Il cristianesimo ha ancora qualcosa da dire alle nostre società? A questa domanda cerca di rispondere La scommessa cattolica, il libro di Chiara Giaccardi e Mauro Magatti presentato a Milano con Massimo Recalcati, Julián Carrón e Mario Calabresi
Maurizio Vitali

«C’è ancora un nesso tra il destino delle nostre società e le vicende del cristianesimo?». Il sottotitolo sintetizza bene la questione che affronta La scommessa cattolica, scritto da Chiara Giaccardi e Mauro Magatti, docenti di Sociologia dell’Università Cattolica, da poco uscito per i tipi de il Mulino e presentato all'Auditorium San Fedele, in collaborazione con il Centro culturale di Milano, con la partecipazione dello psicoanalista Massimo Recalcati e Julián Carrón oltre che del giornalista Mario Calabresi in veste di moderatore.

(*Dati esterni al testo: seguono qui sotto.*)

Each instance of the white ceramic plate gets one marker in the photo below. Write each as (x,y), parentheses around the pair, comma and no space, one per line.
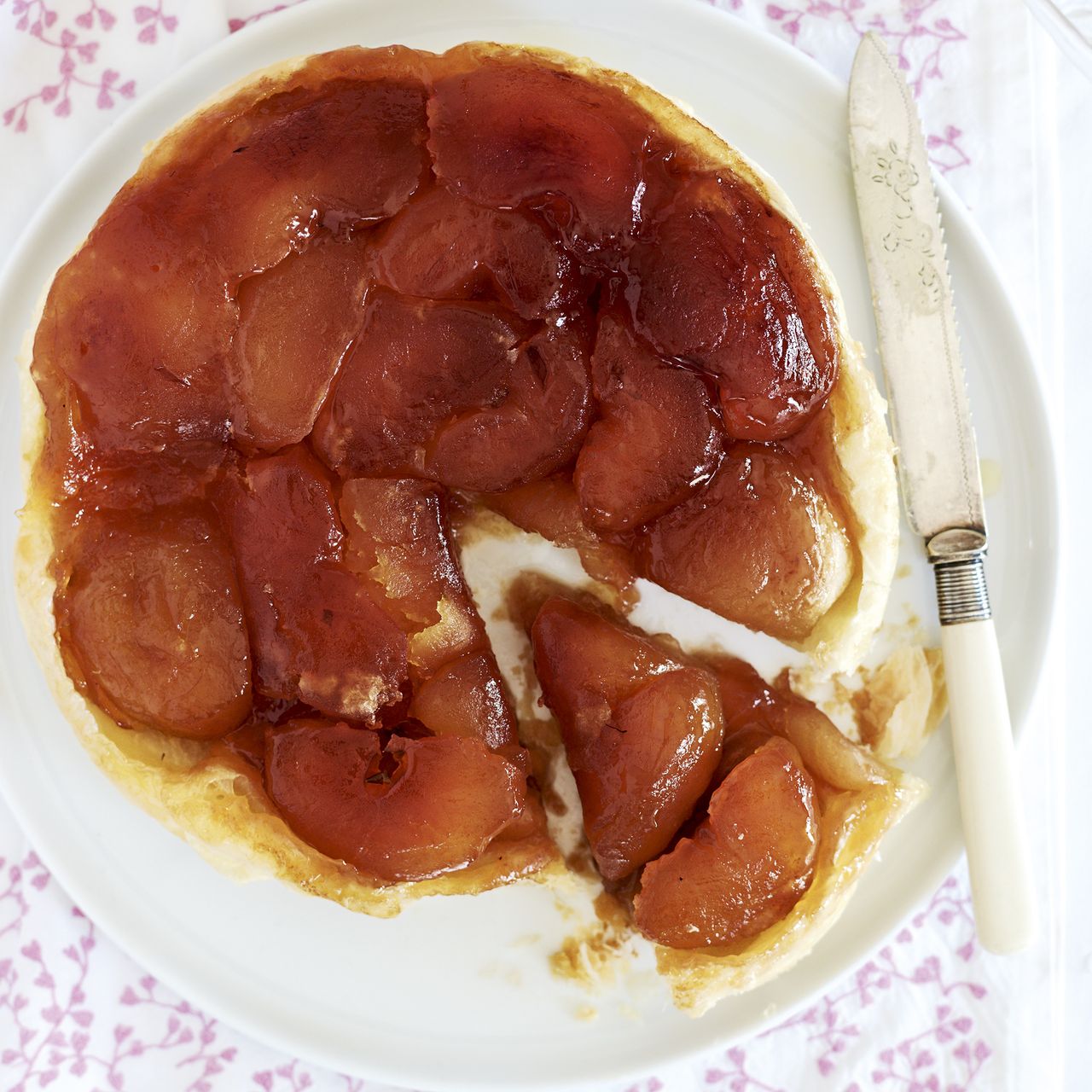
(456,993)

La domanda del sottotitolo, dunque. Sembra nutrirsi di quella di Gesù nel Vangelo di Luca: «Quando il figlio dell’uomo tornerà, troverà ancora la fede sulla terra?». E riecheggiare quella di Dostoevskij ne I demoni: «Un uomo colto, un europeo dei nostri giorni, può ancora credere, credere proprio, della divinità del figlio di Dio, Gesù Cristo?». Riecheggiarla, ma anche in qualche modo riposizionarla rispetto all’oggi. E l’oggi, la contemporaneità con cui il libro fa i conti è, nella sintesi di Calabresi, quella di un cristianesimo in crescita nel mondo e in calo tendente all’irrilevanza e all’afonia, in Europa. La “domanda” viene ridetta così: «Nel cielo vuoto dell’Europa c’è ancora spazio per la domanda di Dio?». Ovvero: «Come e con quali conseguenze si sta seccando la domanda di senso?».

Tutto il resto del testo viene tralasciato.